Non c’è nessuna possibilità di sommare questi voti con quelli del resto della sinistra: perché, oltre alla scontata premessa generale sul «fallimento del capitalismo» il giudizio su chi governa è senza sfumature: da Renzi a Hollande a Tsipras a livello nazionale, da Fassino a Marino a Pisapia sul piano locale «è tutta la stessa miseria», giura Ferrando. «Tutte le sinistre che si candidano a governare nel rispetto delle regole del sistema sociale e istituzionale si condannano a gestire politiche di attacco alla propria base sociale». E così «ovunque le giunte arancione sono state la continuità dell’esistente. Il fatto che in diverse città ( non in tutte) Sel abbia scelto nel nuovo quadro politico nazionale di presentarsi autonomamente dal Pd con cui ha amministrato finora (e continua a amministrare in altre città) rivela solamente una spregiudicatezza trasformista.
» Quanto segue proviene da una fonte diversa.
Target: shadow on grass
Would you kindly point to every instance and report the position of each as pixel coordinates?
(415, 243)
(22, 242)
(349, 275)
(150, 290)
Non certo coerenza di principi e riferimenti di classe».

Ergo l’unica via è la costruzione «di una sinistra anticapitalista e rivoluzionaria», è la conclusione. «Non abbiamo l’ambizione di governare questo sistema, ma di rovesciarlo». Perché quella del «buon governo riformatore» è solo «un’illusione, un’utopia da combattere». E «i lavoratori, i precari, i disoccupati richiedono tutti la rottura di quelle compatibilità». Che dalla «nazionalizzazione senza indennizzo e sotto il controllo dei lavoratori delle aziende che licenziano o inquinano» e dall’«abolizione del debito pubblico verso le banche» scende giù per li rami locali verso «il controllo pubblico su tutti servizi privatizzati o esternalizzati, l’assunzione di tutti i lavoratori precari delle amministrazioni locali, l’abolizione di ogni finanziamento pubblico alla scuola privata o alla sanità privata». Ma appunto, per farlo «serve un governo di rottura, l’unico governo al quale siamo interessati a partecipare.

Per questo Ferrando chiama alla «mobilitazione rivoluzionaria dei lavoratori e della maggioranza degli sfruttati». In subordine, per il momento, chiama alle urne, nelle quattro – anzi cinque – città in cui si presenta.